Rabbi James RUDIN. Cushing, Spellman, and O’Connor: The Surprising Story of How Three American Cardinals Transformed Catholic-Jewish Relations. Grand Rapids: Eerdmans, 2012. pp. 147. ISBN 978-0-8028-6567-0. Reviewed by Erik RANSTROM, Boston College, Chestnut Hill, MA 02467

Rabbi James Rudin offers readers a fascinating story of how Richard Cardinal Cushing, Francis Cardinal Spellman, and John Cardinal O’Connor influenced and shaped Catholic-Jewish relations in the 20th century.  Rudin’s narrative scope is broad.  It stretches back to the origins of both the Church and the “New World,” follows their respective histories with the religious “other,” and concludes by telling the tale of how the American and Vatican destinies came together during the Second Vatican Council and beyond.  Rudin hearkens back to another era; he looks kindly upon the moral leadership exerted by post-War Americana in the mid-20th century and the American “experiment” of civil religious tolerance.  In this vein, Rudin develops an interplay between the personal and the contextual as he underscores why the American context and the individual charisms of Cushing, Spellman, and O’Connor were equally crucial in moving the Church from supersessionism to a lived commitment to religious liberty and fraternal affection for the Jewish people.  Rudin holds that personal relationships with Jews in the American context proved more helpful to the eventual ratification of Nostra Aetate than mere theological constructs of Jews “devoid of flesh and blood reality.” (119)  Scholars interested in the category of “interreligious friendships” will find this angle particularly helpful. 

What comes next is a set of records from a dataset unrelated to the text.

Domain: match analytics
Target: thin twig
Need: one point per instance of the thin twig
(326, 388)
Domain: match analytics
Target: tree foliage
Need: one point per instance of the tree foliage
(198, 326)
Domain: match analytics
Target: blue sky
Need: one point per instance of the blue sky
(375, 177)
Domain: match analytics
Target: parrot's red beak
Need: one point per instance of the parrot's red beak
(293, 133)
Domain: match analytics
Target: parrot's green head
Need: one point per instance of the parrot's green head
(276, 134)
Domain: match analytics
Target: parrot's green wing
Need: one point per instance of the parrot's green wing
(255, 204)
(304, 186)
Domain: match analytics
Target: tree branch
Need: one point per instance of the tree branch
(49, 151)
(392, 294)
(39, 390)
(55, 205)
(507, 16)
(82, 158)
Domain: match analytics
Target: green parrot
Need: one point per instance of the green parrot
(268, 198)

On a more critical note, there are a few areas of the book that call for re-thinking.  Although Rudin notes that Cushing, Spellman, and O’Connor were in many ways “conservative” clerics, he makes the gratuitous assumption that their actions in regard to the Jewish people must be attributed to a kind of proto-Hickian theology of religious pluralism.  Pluralism in this sense, which has been heavily criticized by the Magisterium, certainly was not the intellectual foundation for the timely, prophetic actions of the Cardinals.  Instead, traditional Christian doctrines like creation, election and redemption were interpreted anew to make their theological case.  The privileging of the “American” in “American Catholic” is also a recurring theme throughout the book.  We are given the impression that the American realities of religious liberty and sociological pluralism had more to do with Cushing, Spellman, and O’Connor’s role in the momentous events of Nostra Aetate than distinctively intra-Christian resources.  The truth probably lies in an inclusive “both/and.”  Nonetheless, Rudin’s book will remain a powerful Jewish gesture of thanksgiving for the legacy of three American Catholic prelates, an act that is an event of reconciliation and hope in itself.